O terceiro problema é a sobreposição de valores. Um mesmo trecho pode justificar duas classificações simultâneas. "Mal chegou, começou a chover" — o "mal" é conjunção temporal com valor de "assim que", mas também carrega uma ideia de immediatez que se sobrepõe. A anotação precisa capturar essa sobreposição, não escolher uma única categoria.

Limitações do método

A análise manual de valor semântico das conjunções é confiável, mas é lenta. Em um texto de 2.000 palavras, a anotação completa leva entre 45 minutos e 1 hora e meia, dependendo da densidade de conectivos. Para textos maiores, o tempo escala linearmente e eventualmente se torna impraticável. Nesse caso, o mais viável é amostragem estratégica: selecionar os trechos com maior densidade de conectivos e aplicar a análise profunda somente nesses pontos. O risco é perder conexões periféricas que podem ser relevantes em análise discursiva mais fina. Ferramentas automatizadas de análise de conectivos existem e melhoraram nos últimos anos, mas elas ainda falham sistematicamente com "e", "que" e "se". A precisão típica varia entre 60% e 75% para essas três conjunções, que são justamente as mais frequentes. O resultado é que o uso cego de análise automatizada pode criar falsos positivos em quantidade significativa. Recomendo usar a ferramenta como triagem inicial e fazer a validação manual nos casos duvidosos.
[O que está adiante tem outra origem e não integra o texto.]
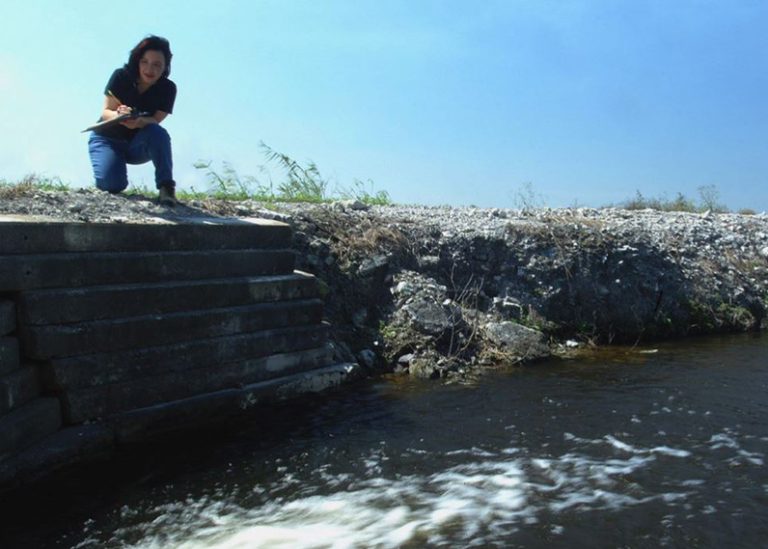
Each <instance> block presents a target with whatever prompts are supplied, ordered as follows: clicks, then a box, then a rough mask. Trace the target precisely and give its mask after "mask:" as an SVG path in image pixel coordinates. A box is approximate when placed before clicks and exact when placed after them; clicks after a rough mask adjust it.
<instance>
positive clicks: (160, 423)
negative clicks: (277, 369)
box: [110, 364, 360, 443]
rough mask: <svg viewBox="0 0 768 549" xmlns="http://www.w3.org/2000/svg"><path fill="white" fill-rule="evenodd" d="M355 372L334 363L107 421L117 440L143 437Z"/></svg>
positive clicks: (353, 372)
Um fluxo operacional que funciona

Extraio o texto e removo ruído (citações longas, listas numeradas, tabelas). Depois executo uma busca por conjunções conhecidas usando uma lista pré-definida cobrindo todas as classes. Para cada instância, eu anoto: classe formal, valor semântico observado no contexto, e registro/variação linguística. Em seguida, eu agrego os resultados e identifico padrões — conectivos recorrentes, ausência de conectivos esperados, substituições atípicas. Finalmente, eu cruzo com o propósito do texto. Um texto argumentativo que usa excesso de "porque" em detrimento de "pois" ou "visto que" pode estar marcando indelevelmente o tom como informal, mesmo que o restante do registro seja formal. Isso resolve a maioria dos casos. Existem exceções onde o valor semântico é genuinamente ambíguo e não há como resolver sem acesso ao contexto mais amplo ou ao autor. Nesses casos, eu anoto a ambiguidade e recomendo a revisão manual pelo especialista responsável pelo conteúdo. Não tente forçar uma classificação quando o texto não fornece dados suficientes. É mais honesto registrar a dúvida do que produire uma interpretação infundada.